Ce que nous savons : les grilles annotées sont réelles, la nouvelle formule avec une note d’oral qui compte pour une part non négligeable est une porte ouverte au favoritisme. De nombreux étudiants se plaignent de fraudes, et cette année plus encore. Les remontées de terrain, témoignages de fraudes ou de trouble face à ces possibles fraudes, écrits par des externes en médecine, inondent les réseaux sociaux.
L’UFMLS demande à la ministre de la Santé de diligenter une enquête indépendante à laquelle doivent être associés cinq internes en première année d’internat et cinq externes tirés au sort.

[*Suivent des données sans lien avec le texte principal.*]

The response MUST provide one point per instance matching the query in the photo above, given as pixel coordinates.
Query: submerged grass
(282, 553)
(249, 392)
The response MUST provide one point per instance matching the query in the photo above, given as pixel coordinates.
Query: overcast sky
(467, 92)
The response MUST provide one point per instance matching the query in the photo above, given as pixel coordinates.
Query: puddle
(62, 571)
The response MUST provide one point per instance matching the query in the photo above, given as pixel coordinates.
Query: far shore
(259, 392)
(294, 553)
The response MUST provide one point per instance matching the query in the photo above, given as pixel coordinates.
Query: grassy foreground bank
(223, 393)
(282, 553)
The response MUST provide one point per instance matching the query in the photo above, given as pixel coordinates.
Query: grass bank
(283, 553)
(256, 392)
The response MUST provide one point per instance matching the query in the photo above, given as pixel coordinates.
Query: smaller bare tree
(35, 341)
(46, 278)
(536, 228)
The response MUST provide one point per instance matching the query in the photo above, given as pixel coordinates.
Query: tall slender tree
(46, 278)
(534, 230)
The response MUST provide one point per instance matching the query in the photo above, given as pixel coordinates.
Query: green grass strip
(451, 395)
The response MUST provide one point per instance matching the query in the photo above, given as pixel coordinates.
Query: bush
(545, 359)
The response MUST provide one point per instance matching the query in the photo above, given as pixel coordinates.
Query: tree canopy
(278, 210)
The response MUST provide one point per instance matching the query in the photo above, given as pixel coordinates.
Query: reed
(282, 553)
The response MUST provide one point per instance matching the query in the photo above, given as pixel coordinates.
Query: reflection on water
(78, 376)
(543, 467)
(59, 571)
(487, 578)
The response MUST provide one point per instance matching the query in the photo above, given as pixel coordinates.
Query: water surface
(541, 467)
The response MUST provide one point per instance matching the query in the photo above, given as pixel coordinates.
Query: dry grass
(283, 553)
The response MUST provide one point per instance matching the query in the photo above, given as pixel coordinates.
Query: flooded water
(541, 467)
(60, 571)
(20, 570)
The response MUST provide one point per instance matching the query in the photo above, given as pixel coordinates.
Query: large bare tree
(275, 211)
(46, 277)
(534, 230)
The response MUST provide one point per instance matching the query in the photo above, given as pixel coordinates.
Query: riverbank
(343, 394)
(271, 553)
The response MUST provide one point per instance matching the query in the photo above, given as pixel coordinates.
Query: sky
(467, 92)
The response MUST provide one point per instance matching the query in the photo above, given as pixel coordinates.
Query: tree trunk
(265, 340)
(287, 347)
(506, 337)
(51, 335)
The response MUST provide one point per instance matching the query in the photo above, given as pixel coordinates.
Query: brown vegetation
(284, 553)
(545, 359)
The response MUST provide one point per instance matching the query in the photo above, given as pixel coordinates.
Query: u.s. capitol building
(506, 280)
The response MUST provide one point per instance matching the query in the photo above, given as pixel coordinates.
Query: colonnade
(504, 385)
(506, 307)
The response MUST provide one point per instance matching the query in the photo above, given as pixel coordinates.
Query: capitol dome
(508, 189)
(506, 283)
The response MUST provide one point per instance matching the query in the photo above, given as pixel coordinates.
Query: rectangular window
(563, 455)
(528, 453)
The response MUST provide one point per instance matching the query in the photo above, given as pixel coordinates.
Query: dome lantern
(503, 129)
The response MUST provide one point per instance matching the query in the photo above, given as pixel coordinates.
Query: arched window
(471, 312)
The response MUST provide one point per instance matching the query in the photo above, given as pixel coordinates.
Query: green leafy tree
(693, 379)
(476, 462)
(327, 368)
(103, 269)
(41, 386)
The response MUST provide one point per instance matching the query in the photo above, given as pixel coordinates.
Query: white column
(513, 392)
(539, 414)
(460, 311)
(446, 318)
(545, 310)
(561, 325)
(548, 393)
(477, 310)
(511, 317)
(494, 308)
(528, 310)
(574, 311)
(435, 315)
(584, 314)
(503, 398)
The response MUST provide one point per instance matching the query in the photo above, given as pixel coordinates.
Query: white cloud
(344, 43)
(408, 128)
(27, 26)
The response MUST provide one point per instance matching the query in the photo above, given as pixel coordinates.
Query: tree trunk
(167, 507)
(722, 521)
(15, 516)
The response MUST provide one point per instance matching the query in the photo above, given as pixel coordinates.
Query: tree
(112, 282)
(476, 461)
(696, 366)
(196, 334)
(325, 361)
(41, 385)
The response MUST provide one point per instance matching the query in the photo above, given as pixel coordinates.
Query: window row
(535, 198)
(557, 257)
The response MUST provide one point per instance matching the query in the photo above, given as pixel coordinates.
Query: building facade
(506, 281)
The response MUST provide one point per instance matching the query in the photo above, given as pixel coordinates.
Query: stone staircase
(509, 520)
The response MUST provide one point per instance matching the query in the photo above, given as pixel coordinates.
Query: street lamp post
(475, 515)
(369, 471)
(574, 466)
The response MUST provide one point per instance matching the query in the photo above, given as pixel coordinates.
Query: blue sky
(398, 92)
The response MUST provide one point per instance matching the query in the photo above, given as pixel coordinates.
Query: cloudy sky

Ils devront suivre l’enquête et avoir accès à tous ses éléments.
Cinq externes, car c’est une violence qui leur est faite. Et si la fraude est avérée à cause du doute que la suspicion de fraude institue.
Cinq internes en première année d’internat, car l’existence d’une suspicion de fraude laisse planer un doute sur les classements obtenus.
Cette affaire est à prendre au sérieux tant elle peut avoir de lourdes conséquences, politiques et universitaires. Nous savons la ministre pleinement concernée par ce dossier.
La formation est un mur porteur de notre médecine. Le poison de la fraude, qu’il soit exprimé ou réel, est destructeur et toute la lumière doit être faite afin que ne subsiste aucun doute. Si fraude il y a, alors des mesures doivent être prises, y compris de grande ampleur.